Aplicada a mordaça de ferro e fechadas as algemas, a linda escrava de olhos azuis finalmente morreu.
E ficou a duvida natural.
Condenada pelo roubo do chocolate, ou talvez pelos ternos olhares que o senhor das terras lançava em direção à escrava?
Sem conseguir estabelecer se a história é real ou mítica, ficou o desejo, ainda não realizado, de aprofundar-me na busca da verdade.
Quem sabe não estará ali mais uma Santa brasileira?
Uma vez que as pessoas que rezavam por Anastácia, passaram a rezar para Anastácia.
E segundo a lenda ela promoveu curas milagrosas.
Ultimamente tenho encontrado capelinhas protegidas por grades de aço.
Os fiéis depositam as imagens dos Santos em frente à grade e periodicamente o cuidador abre a capela e as recolhe.
Então eu soube que a pilhagem é sempre muito grande.
Das capelinhas desprotegidas surgiram algumas valiosas imagens de Santos fabricadas na Europa nos séculos passados, e as chamadas “paulistinhas”, imagens muito antigas de Santos e Santas esculpidas em madeira, possivelmente a canivete, que alcançam preços fabulosos em lojas especializadas.
Para quem desejar ingressar neste agradável trabalho de busca e pesquisa, informo que o estado de São Paulo ainda oferece um prato cheio. É verdade que rareiam e em breve desaparecerão, porém ainda podem ser encontradas capelinhas, alminhas, cruzes de estrada, ermidas, oratórios, capelinhas em fazendas antigas, pequenos santuários, jubileus, e capitéis, que são oratórios, pequenas capelas onde se cultua a imagem de única Santa.
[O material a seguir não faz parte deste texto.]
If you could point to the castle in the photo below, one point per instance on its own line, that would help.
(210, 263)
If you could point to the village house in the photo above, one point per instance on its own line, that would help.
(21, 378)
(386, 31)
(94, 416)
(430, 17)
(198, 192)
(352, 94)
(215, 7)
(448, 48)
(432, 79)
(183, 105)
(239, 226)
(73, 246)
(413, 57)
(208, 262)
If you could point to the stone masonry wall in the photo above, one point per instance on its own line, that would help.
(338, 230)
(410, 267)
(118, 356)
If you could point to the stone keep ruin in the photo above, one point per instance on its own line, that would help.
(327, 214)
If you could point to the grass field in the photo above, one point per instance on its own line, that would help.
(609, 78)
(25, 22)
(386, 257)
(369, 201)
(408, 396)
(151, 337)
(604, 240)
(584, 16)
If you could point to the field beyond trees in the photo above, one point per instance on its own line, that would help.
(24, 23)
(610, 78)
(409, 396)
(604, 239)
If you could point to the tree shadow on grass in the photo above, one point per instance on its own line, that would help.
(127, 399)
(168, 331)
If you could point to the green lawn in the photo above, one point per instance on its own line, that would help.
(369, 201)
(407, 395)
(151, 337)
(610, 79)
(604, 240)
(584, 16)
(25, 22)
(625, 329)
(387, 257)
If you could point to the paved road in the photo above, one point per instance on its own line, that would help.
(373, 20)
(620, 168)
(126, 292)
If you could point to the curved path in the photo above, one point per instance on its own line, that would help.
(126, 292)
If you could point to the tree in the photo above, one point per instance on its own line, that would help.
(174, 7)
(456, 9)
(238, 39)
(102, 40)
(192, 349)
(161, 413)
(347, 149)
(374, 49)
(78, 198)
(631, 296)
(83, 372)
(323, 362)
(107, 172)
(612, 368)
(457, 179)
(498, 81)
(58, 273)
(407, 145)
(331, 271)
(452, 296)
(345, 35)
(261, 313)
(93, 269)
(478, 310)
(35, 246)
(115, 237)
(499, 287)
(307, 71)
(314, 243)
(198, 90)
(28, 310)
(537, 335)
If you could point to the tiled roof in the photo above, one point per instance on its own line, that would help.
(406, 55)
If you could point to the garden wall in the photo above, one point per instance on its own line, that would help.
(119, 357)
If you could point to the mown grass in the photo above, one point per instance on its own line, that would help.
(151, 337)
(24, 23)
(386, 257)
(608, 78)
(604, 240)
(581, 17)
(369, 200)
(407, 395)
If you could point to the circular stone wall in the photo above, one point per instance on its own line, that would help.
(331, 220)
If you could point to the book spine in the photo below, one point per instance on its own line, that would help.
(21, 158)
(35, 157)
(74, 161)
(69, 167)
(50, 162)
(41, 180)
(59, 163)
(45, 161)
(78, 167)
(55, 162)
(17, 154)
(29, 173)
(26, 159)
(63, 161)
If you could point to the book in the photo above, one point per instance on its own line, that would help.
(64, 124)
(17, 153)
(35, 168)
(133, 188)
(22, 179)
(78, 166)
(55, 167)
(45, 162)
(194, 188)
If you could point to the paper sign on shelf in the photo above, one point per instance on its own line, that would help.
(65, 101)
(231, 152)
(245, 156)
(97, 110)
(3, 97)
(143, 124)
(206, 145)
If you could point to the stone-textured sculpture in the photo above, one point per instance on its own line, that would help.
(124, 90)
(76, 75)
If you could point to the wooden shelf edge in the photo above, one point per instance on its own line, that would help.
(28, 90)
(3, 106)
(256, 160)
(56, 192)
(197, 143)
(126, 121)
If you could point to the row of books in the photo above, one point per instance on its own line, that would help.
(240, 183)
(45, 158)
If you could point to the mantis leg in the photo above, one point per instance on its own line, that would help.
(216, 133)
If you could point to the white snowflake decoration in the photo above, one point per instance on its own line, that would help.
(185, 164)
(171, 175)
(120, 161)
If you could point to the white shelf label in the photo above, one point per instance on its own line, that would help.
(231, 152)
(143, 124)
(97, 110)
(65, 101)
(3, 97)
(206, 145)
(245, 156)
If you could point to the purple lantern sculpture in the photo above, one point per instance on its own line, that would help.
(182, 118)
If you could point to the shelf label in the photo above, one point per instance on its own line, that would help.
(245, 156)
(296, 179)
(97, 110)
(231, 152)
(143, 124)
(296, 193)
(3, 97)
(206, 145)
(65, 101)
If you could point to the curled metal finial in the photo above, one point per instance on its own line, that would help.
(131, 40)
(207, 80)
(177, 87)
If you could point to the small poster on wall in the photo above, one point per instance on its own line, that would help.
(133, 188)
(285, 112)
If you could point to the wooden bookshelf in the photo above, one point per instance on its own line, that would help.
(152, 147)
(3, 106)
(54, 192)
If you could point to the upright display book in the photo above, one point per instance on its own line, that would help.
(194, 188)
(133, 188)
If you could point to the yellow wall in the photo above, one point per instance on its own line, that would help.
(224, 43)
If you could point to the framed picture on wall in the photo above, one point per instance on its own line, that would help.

Ou mesmo nas grandes cidades.
De São Paulo cito o exemplo da Capela dos Aflitos, na Liberdade, ou do culto à Nossa Senhora da Cabeça, que já foram objeto de interesse deste blogue. Entretanto, ao encontrar uma capelinha abastecida com imagens e outros objetos religiosos, resista à natural tentação e somente tire fotografias e deixe orações.